You can add blackcurrant and cherry leaves to the jar for extra flavour. Larger cucumbers (like Lebanese cucumbers) will also work for this recipe. If cucumbers are very thick, cut them in half lengthways. Garlic and peppercorns are optional. You may need to adjust the volume of liquid, depending on the size and shape of the jar and cucumbers. Just keep the proportion of salt and sugar, it will turn out well. Recipe works best with simple cooking salt (not sea salt).
January 12, 2016
Labdien! Thank you for this recipe! Could you please tell me how long these cucumbers last once cooled down. Is there a way of storing them? Daudz Paldies!
January 15, 2016
These cucumbers would last 3-4 days in the fridge.
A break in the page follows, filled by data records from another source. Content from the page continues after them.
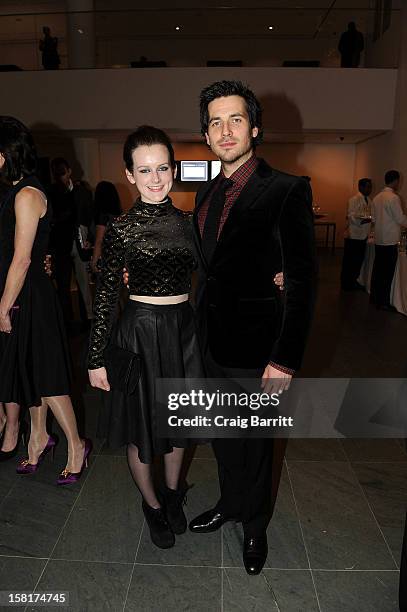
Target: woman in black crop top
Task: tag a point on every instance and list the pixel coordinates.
(153, 240)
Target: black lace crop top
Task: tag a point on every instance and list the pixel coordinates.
(154, 242)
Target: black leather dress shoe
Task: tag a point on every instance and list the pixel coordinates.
(255, 552)
(209, 521)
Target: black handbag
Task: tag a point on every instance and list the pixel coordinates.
(123, 369)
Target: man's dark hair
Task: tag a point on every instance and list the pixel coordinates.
(146, 135)
(222, 89)
(391, 176)
(59, 166)
(364, 183)
(17, 147)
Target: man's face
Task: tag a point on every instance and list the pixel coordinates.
(229, 133)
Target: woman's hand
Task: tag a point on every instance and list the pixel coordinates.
(98, 379)
(5, 322)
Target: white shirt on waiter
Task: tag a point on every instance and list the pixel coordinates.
(388, 217)
(358, 208)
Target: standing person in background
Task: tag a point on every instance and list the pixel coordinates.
(49, 49)
(34, 357)
(388, 218)
(358, 229)
(350, 46)
(107, 207)
(71, 238)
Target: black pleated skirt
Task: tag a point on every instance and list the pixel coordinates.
(165, 336)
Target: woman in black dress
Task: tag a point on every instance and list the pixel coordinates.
(34, 358)
(153, 240)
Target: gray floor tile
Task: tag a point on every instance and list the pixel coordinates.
(92, 587)
(315, 449)
(373, 450)
(339, 529)
(284, 591)
(18, 574)
(174, 589)
(385, 486)
(106, 522)
(32, 517)
(286, 547)
(357, 591)
(190, 549)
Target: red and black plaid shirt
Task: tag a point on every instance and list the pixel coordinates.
(239, 178)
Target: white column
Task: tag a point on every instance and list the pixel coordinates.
(88, 157)
(81, 34)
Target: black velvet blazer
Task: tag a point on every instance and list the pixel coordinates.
(243, 317)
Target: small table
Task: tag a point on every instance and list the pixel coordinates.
(328, 225)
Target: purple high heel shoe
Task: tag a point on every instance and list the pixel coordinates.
(67, 477)
(25, 467)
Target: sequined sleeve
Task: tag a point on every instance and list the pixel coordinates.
(107, 294)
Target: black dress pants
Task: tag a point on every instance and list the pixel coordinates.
(244, 466)
(353, 256)
(382, 275)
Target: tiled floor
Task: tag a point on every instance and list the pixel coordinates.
(335, 538)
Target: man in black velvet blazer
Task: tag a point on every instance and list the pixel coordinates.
(247, 229)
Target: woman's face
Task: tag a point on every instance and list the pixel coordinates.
(152, 173)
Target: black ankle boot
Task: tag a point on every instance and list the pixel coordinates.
(160, 530)
(172, 501)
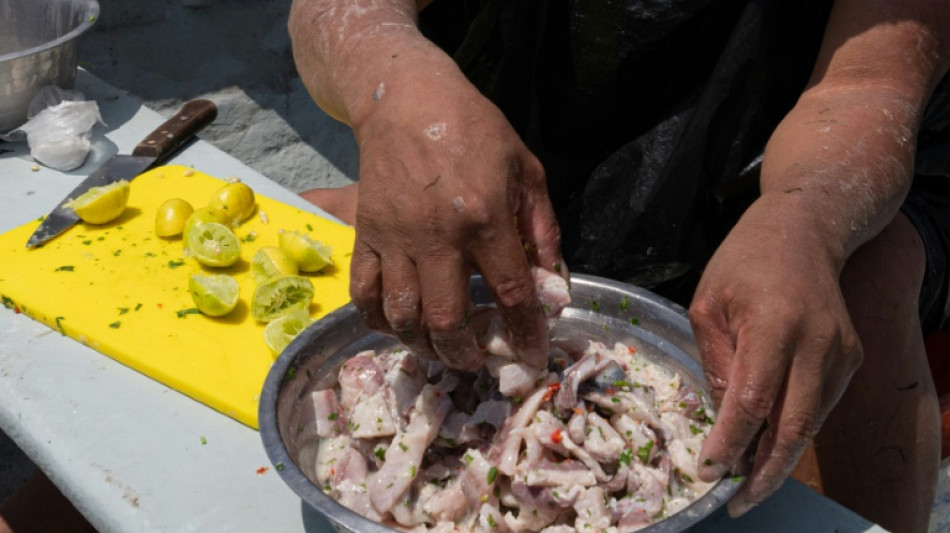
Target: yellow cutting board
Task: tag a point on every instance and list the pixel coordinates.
(119, 289)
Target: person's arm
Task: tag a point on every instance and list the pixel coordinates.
(776, 338)
(446, 186)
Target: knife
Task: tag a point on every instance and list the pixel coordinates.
(157, 147)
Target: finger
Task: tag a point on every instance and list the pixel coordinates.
(715, 342)
(401, 305)
(537, 222)
(444, 288)
(505, 267)
(791, 428)
(366, 286)
(753, 386)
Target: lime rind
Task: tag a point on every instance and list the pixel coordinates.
(270, 262)
(171, 216)
(311, 255)
(236, 199)
(102, 204)
(280, 297)
(214, 295)
(214, 244)
(280, 332)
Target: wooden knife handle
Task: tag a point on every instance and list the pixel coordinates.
(193, 116)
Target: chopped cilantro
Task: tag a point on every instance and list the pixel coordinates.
(643, 452)
(625, 456)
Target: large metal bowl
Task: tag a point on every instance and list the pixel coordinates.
(37, 48)
(601, 309)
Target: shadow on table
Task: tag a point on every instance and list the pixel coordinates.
(794, 508)
(234, 52)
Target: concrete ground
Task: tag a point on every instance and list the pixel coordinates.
(236, 53)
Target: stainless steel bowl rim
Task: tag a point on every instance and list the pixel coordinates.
(92, 15)
(349, 520)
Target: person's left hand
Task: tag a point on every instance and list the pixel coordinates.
(777, 344)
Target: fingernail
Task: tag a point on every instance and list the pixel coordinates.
(711, 471)
(740, 507)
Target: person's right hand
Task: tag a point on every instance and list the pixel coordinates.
(447, 186)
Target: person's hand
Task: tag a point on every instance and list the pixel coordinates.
(446, 186)
(777, 344)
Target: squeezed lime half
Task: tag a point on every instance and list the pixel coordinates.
(102, 204)
(281, 331)
(213, 244)
(280, 297)
(309, 254)
(270, 262)
(214, 295)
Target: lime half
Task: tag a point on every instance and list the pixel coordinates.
(270, 262)
(281, 331)
(203, 215)
(310, 255)
(214, 295)
(170, 217)
(236, 199)
(214, 244)
(99, 205)
(280, 297)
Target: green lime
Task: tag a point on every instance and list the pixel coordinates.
(270, 262)
(203, 215)
(214, 295)
(214, 244)
(281, 296)
(99, 205)
(310, 255)
(236, 199)
(281, 331)
(170, 217)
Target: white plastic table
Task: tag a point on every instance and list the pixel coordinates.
(128, 451)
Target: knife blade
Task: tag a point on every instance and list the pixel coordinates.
(155, 148)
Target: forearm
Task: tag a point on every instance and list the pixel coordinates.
(842, 160)
(346, 50)
(840, 165)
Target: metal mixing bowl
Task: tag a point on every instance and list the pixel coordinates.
(601, 309)
(37, 48)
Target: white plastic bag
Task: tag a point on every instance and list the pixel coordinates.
(58, 135)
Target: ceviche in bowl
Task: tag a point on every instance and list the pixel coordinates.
(605, 437)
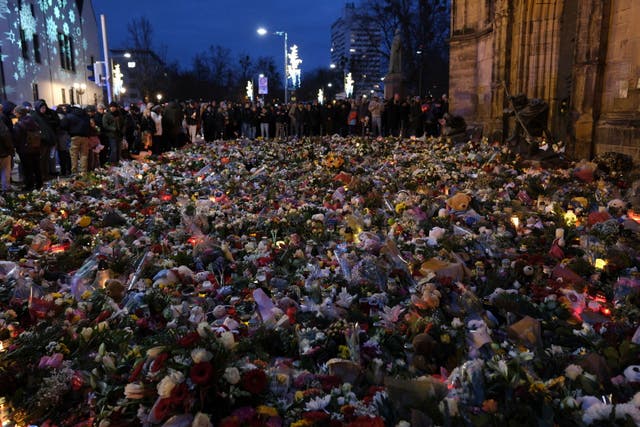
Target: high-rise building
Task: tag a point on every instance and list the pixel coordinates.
(355, 49)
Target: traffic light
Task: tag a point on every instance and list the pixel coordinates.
(92, 76)
(99, 73)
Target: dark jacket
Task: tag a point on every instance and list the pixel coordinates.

The longer you keep them, the less crunchier they get.
To keep them long term (over winter), you would need to add vinegar to the marinade (6 tablespoons for 1 litre of water) and place cucumbers in sterilised jars (with screw on lids).
January 15, 2016
Thank you so much…I put a batch on this afternoon!
September 2, 2016
I can’t wait to make these I hope they are like the ones they have at the Riga market!
August 30, 2017
It’s not so much that the blackberry or cherry leaves give flavour but the tannin in the leaves helps keep the pickles crisp.
February 6, 2020
My family are Lithuanian and we make these pickles exactly the same way except we also add cloves of garlic and a bay leaf. You can also use horse radish leaves or if you can’t get them or cherry leaves or blackberry leaves then grape leaves will do to keep the pickles crisp plus add some flavour. Skanaus!